Les deux tourtereaux se sont rencontré à BurdiGala, un grand événement de dégustation de Bordeaux organisé à Manhattan. Quand la pandémie a frappé, le couple a décidé de se lancer dans une nouvelle aventure. « Pendant la crise sanitaire, on s’est interrogés sur le futur de la restauration. On s’est demandé ce que l’on pouvait faire. Quand on s’est aperçu que le futur local de Beaupierre était vide, on a décidé d’y ouvrir un magasin de vin compte-tenu de notre expertise dans le domaine. Vu les liens de Yannick avec le quartier, c’était l’endroit idéal ! », explique Heidi Turzyn.
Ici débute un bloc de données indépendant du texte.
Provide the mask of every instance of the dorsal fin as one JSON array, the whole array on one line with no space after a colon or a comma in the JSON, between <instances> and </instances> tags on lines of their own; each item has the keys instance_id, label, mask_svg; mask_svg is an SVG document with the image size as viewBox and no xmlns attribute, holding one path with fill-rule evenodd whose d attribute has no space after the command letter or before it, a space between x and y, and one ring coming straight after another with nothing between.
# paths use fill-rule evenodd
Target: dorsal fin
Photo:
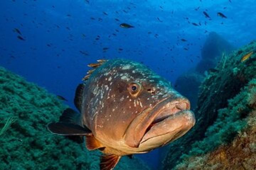
<instances>
[{"instance_id":1,"label":"dorsal fin","mask_svg":"<svg viewBox=\"0 0 256 170\"><path fill-rule=\"evenodd\" d=\"M86 137L86 148L89 151L104 148L100 142L96 139L93 135L88 136ZM102 150L102 149L100 150Z\"/></svg>"},{"instance_id":2,"label":"dorsal fin","mask_svg":"<svg viewBox=\"0 0 256 170\"><path fill-rule=\"evenodd\" d=\"M75 98L74 99L74 104L76 108L81 112L81 106L82 103L82 94L84 91L84 85L79 84L76 87Z\"/></svg>"},{"instance_id":3,"label":"dorsal fin","mask_svg":"<svg viewBox=\"0 0 256 170\"><path fill-rule=\"evenodd\" d=\"M103 155L101 158L100 167L101 170L113 169L121 158L121 156L116 155Z\"/></svg>"}]
</instances>

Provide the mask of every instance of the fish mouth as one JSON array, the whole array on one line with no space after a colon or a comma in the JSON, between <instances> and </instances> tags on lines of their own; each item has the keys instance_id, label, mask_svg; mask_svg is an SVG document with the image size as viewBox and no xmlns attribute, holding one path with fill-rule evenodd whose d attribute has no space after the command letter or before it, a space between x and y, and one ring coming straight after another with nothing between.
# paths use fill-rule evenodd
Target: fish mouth
<instances>
[{"instance_id":1,"label":"fish mouth","mask_svg":"<svg viewBox=\"0 0 256 170\"><path fill-rule=\"evenodd\" d=\"M132 148L150 145L153 148L179 137L194 125L190 108L189 101L178 94L165 98L133 120L126 132L126 143Z\"/></svg>"},{"instance_id":2,"label":"fish mouth","mask_svg":"<svg viewBox=\"0 0 256 170\"><path fill-rule=\"evenodd\" d=\"M159 103L151 111L139 145L162 146L180 137L195 124L194 113L186 98L172 100L171 97ZM152 149L152 148L151 148Z\"/></svg>"}]
</instances>

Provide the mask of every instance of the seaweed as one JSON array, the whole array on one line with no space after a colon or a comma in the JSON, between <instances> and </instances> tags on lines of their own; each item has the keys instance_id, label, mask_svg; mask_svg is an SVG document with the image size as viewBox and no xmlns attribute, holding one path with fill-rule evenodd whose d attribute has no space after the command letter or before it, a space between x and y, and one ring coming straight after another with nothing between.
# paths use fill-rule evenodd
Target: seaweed
<instances>
[{"instance_id":1,"label":"seaweed","mask_svg":"<svg viewBox=\"0 0 256 170\"><path fill-rule=\"evenodd\" d=\"M6 121L6 123L4 126L4 127L3 127L0 130L0 136L2 135L5 132L6 132L7 130L9 129L10 128L11 124L14 123L16 121L16 119L13 117L7 119Z\"/></svg>"},{"instance_id":2,"label":"seaweed","mask_svg":"<svg viewBox=\"0 0 256 170\"><path fill-rule=\"evenodd\" d=\"M206 159L207 154L230 144L241 132L248 129L249 115L256 105L252 99L256 98L256 55L245 62L240 61L245 54L255 49L254 42L222 56L215 69L218 71L210 73L200 86L195 126L169 146L164 169L192 167L196 162ZM213 169L214 165L220 165L215 163Z\"/></svg>"}]
</instances>

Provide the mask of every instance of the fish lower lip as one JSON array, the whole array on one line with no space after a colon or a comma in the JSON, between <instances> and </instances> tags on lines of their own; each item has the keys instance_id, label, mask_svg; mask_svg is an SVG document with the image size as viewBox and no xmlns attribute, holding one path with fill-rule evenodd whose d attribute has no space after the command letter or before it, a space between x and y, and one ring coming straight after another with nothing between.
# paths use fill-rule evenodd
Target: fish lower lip
<instances>
[{"instance_id":1,"label":"fish lower lip","mask_svg":"<svg viewBox=\"0 0 256 170\"><path fill-rule=\"evenodd\" d=\"M180 110L160 121L152 123L140 145L149 144L155 147L165 145L184 135L194 125L195 121L193 112L189 110Z\"/></svg>"}]
</instances>

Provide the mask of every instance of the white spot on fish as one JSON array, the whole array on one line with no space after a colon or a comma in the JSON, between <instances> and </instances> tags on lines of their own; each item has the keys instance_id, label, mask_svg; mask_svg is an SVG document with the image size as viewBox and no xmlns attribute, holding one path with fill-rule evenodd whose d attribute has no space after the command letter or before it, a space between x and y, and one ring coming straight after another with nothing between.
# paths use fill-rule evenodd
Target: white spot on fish
<instances>
[{"instance_id":1,"label":"white spot on fish","mask_svg":"<svg viewBox=\"0 0 256 170\"><path fill-rule=\"evenodd\" d=\"M142 106L142 102L140 102L140 106L141 108L142 108L143 106Z\"/></svg>"}]
</instances>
Les clients sont accueillis, dans l’entrée, par les menus de Maxim’s et La Côte Basque, où Pierre Benjamin a travaillé. Côté vins, ils ont l’embarras du choix. Plus de cinq cent étiquettes issues de régions diverses (France, Europe centrale, Amérique latine…) sont proposées. Leur point commun : les vins ont tous été testés par Yannick Benjamin et/ou par sa femme.
Paraplégique depuis un accident de voiture en 2003 sur la West Side Highway, le Franco-Américain veut aussi faire de Beaupierre un établissement inclusif pour les clients et les employés. Une ambition que reflète sa sélection de vins, qui comprend la production de viticulteurs handicapés, indigènes ou responsables sur le plan social.
« J’ai toujours fait partie d’une minorité. En grandissant à Hell’s Kitchen, j’étais l’un des seuls Blancs au milieu d’un mélange d’ethnies. Puis, à 25 ans, j’ai eu un accident. Gaillard costaud, mesurant 1,86 mètre, sans problème de santé, je me suis soudain retrouvé dans un fauteuil roulant à plein temps. Ces expériences m’ont rendu plus conscient des formes de discrimination », explique l’entrepreneur, qui est aussi à l’origine de la fondation Wheeling Forward consacrée à l’amélioration du quotidien des individus en situation de handicap. « Nous voulons faire en sorte que tout le monde se sente le bienvenu chez nous. Car, même si nous faisons un bon boulot à notre échelle, le monde du vin est loin d’avoir éliminé toutes les barrières ».